Dr. Probtsfield: It was similar in this part of the cohort. There were slightly fewer side effects, but it was really quite similar.
Dr. Riddle: Regarding the comment with the question wrapped in it – the most solid finding we have about beta cell protection and the natural history of diabetes is in the subset of 1,400 people who did not have diabetes and very clearly showed that over the short term, there is a slow worsening of beta cell functioning at least. The bigger question is – what about people who already have diabetes? Are we doing anything favorable to slow its progression? There is a hint that we might be doing so. Because we were very successful throughout the study in maintaining some very good glucose control in the glargine arm, but on the other hand the standard arm was very successful as well. The only additional clue is that the glargine dose did not increase over time beyond year three. So it’s a plausible hypothesis, but I can’t answer that.
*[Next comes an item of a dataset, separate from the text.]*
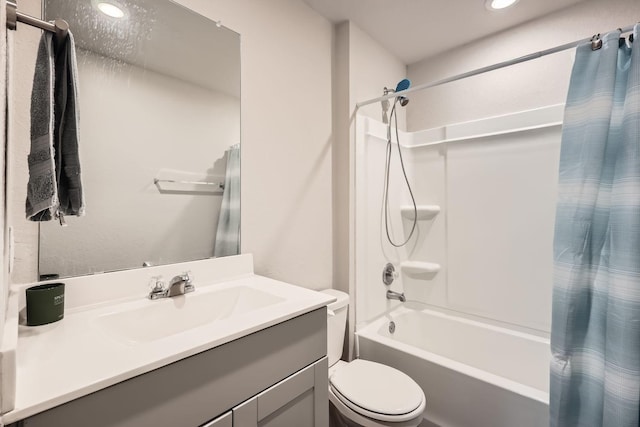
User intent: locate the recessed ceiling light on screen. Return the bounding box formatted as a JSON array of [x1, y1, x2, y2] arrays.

I know what you’re thinking though.
Q: In the group that had impaired glucose tolerance, did you have any patients that had fasting glucose levels less than 95 or 90 mg/dl, but an impaired postprandial glucose response? In this group, how did you initiate glargine, and wouldn’t this cause hypoglycemia?
Dr. Gerstein: We started and maintained individuals at two units per day unless glucose levels started to rise, then we started to up-titrate from there.
Q: So these individuals didn’t experience any hypoglycemia?
Dr. Gerstein: Hypoglycemia was less in the group without diabetes receiving glargine than in the group with diabetes receiving insulin glargine. This was likely because the individuals without diabetes still had residual beta cell and alpha cell function that could help regulate blood glucose levels.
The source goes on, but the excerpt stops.